Dr
Bob Grant of the iPrEx study team provided the first data on
iPrEx-OLE, where OLE stands for Open-Label Extension. In this study,
participants in the
original iPrEx placebo-controlled study, which reported an
overall efficacy of 44% for tenofovir/FTC-based PrEP, were invited to
join an extension study in which they all received tenofovir/FTC. The hope was that, if subjects knew they were not taking a
placebo, adherence and therefore efficacy might be higher.
The
efficacy results for iPrEx-OLE will be published in 2014, but Grant
announced data at IAS 2013 on factors associated with participants wanting to
join iPrEx-OLE and staying in it, and also on drug levels in all
participants – seen as the gold-standard way of ascertaining
adherence.
In
terms of recruitment, 2340 people were eligible to join iPrEx-OLE,
and 1526 of these (65%) said they wished to enrol in the open-label
study, but only 1038 (44%) actually started taking PrEP.

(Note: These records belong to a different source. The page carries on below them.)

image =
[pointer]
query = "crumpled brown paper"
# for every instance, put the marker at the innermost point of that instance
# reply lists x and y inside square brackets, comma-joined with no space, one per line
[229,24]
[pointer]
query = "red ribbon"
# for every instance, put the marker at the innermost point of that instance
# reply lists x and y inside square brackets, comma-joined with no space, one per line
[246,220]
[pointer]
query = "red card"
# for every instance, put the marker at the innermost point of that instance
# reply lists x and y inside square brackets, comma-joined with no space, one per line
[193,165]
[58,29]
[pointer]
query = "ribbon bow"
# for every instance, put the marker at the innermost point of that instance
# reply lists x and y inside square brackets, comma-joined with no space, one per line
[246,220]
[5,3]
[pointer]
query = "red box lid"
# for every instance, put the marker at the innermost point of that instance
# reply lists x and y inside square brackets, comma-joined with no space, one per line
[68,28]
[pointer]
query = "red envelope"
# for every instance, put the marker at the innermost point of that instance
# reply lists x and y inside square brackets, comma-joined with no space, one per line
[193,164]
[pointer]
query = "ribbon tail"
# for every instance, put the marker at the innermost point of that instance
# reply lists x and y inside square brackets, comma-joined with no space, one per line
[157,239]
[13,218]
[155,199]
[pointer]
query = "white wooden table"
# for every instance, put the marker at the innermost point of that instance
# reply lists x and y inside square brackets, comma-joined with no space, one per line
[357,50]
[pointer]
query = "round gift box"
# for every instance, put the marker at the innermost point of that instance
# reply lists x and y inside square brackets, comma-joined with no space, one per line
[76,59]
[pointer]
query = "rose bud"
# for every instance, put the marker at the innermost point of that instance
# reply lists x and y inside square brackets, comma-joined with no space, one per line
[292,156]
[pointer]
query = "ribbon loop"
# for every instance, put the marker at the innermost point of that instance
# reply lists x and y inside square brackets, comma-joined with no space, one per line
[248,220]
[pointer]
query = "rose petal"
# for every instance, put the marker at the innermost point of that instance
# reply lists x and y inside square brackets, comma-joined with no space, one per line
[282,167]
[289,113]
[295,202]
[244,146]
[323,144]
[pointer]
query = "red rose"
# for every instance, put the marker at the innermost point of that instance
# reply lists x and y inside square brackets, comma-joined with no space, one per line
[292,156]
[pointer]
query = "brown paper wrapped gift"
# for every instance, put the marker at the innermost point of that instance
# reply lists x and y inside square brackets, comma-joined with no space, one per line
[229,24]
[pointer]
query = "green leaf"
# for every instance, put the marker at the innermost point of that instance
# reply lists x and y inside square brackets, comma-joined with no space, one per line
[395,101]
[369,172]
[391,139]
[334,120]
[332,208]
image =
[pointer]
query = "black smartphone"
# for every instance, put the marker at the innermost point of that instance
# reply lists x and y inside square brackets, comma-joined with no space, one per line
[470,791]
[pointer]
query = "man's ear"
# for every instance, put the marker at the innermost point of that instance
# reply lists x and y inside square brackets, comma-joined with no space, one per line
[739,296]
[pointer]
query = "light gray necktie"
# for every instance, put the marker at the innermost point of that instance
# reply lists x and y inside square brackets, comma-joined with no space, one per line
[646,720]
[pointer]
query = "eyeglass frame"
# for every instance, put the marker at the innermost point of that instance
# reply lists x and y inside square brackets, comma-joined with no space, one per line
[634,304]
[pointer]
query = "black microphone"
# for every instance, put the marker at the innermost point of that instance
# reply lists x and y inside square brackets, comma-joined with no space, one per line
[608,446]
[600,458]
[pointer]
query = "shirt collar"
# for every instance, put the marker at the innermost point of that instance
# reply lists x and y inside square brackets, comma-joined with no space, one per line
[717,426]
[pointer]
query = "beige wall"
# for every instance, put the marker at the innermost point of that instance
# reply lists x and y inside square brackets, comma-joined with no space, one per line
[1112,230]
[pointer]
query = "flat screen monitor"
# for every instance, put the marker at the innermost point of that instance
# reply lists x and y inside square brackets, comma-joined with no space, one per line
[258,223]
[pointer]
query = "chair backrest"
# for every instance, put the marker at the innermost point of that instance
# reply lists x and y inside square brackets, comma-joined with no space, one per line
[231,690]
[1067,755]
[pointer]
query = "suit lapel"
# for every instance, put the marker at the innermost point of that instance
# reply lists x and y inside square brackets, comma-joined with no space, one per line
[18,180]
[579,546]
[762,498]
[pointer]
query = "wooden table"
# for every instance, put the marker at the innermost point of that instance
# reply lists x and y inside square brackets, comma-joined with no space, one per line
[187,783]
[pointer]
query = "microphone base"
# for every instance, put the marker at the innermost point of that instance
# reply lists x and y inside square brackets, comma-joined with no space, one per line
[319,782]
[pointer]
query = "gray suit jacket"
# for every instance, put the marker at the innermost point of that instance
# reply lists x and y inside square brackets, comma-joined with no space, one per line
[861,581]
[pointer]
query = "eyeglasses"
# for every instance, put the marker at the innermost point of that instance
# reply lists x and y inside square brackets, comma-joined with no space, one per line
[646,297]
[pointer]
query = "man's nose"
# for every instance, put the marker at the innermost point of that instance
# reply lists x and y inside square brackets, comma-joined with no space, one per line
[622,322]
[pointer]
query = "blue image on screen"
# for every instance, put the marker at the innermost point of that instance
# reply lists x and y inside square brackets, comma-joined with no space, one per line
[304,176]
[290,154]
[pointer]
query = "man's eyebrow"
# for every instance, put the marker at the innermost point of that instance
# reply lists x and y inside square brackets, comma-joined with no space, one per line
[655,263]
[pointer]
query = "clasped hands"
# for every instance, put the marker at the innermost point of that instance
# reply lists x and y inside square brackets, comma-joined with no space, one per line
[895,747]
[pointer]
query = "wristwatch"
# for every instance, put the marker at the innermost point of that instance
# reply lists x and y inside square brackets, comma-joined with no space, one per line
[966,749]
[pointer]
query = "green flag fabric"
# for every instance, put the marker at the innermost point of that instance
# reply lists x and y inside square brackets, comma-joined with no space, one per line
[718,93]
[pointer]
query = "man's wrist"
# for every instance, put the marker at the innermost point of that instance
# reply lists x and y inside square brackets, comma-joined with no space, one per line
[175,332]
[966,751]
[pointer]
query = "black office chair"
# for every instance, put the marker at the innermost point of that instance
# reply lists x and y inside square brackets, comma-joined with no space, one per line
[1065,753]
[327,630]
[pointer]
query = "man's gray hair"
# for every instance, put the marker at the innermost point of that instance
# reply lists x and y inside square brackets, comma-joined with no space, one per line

Of those who did not continue, 15% dropped out as the placebo-controlled
trial was still ongoing, 8% in the time gap between studies, and 12% just
before iPrEx-OLE started, at the time the results of the
placebo-controlled study were unblinded and individuals learned what
they had taken. Another 5% became HIV positive in the gap between
trials.
By
far the most common reason for not
continuing was concern about side effects: 49% of non-continuers
cited this as a concern.
Other concerns were less common:14% said
they could manage their HIV risk without PrEP, 15% said they didn't
like taking a pill daily, and 12% said they didn't like taking the
pills at all. Seven per cent feared people would think they had HIV
if they took PrEP and 3% feared it would 'out' them as gay. Nine per
cent feared developing drug resistance. These are non-exclusive
figures: people could cite more than one reason.
People
who elected to continue into iPrEx-OLE were older (76% of over-30s
continued versus 68% of under-25s) and were less well educated.
Wishing to continue was related to HIV risk: 79 and 74% of those who had
anal sex with, and without, a condom versus 64% who said they did not
have anal sex continued into iPrEx-OLE.
Perhaps
surprisingly, 62% of the roughly 50% of placebo-controlled study
participants who had undetectable drug levels wanted to continue: 75%
of those who always had detectable drug levels did.
Drug-level monitoring was done in all participants, using a test sensitive
to one dose of drug in the previous three days. To avoid the 'white
coat effect', where non-adherent subjects take a pill immediately
before their clinic visit, a drug level test was performed on either
week 4, week 8, or week 12 of the study, but participants were not
told which.
Detectable
drug was found in 61 to 71% of subjects. Except for one US site, drug detection was more common in all participants in
iPrEx-OLE than in the original trial. However, rates of drugs detection were
only slightly higher in the other
US sites and the Brazilian, Thai and South African sites. In the sites
in Peru and Ecuador, however, where only 30% with detectable drug was found at
some sites in the original trial, over 61% had detectable drug at all sites, indicating a
doubling of adherence.
Detectable
drug was associated with older age and higher education: there was a
slight tendency for participants who had condomless sex to have less
detectable drug, but this was not statistically significant.
Asked
if he was disappointed that about 65% of 44% of participants in the
original study (28%) both elected to continue into iPrEX-OLE and take
the study drug, Bob Grant pointed out that taking PrEP daily was not
a requirement of staying in iPrEx-OLE: participants could stop and
restart PrEP in consultation with researchers and if they agreed to an
HIV test before resumption.
He
added: “PrEP is not for everyone, or even necessarily for a
majority. We feel however that PrEP is an indication for a lot of
people who for one reason or another cannot access or use condoms.
"We
are also finding consistently that HIV prevention methods are
synergistic and do not detract from each other: starting PrEP may
well also involve testing more often, being linked to care if you do
test positive, and accessing a range of support.”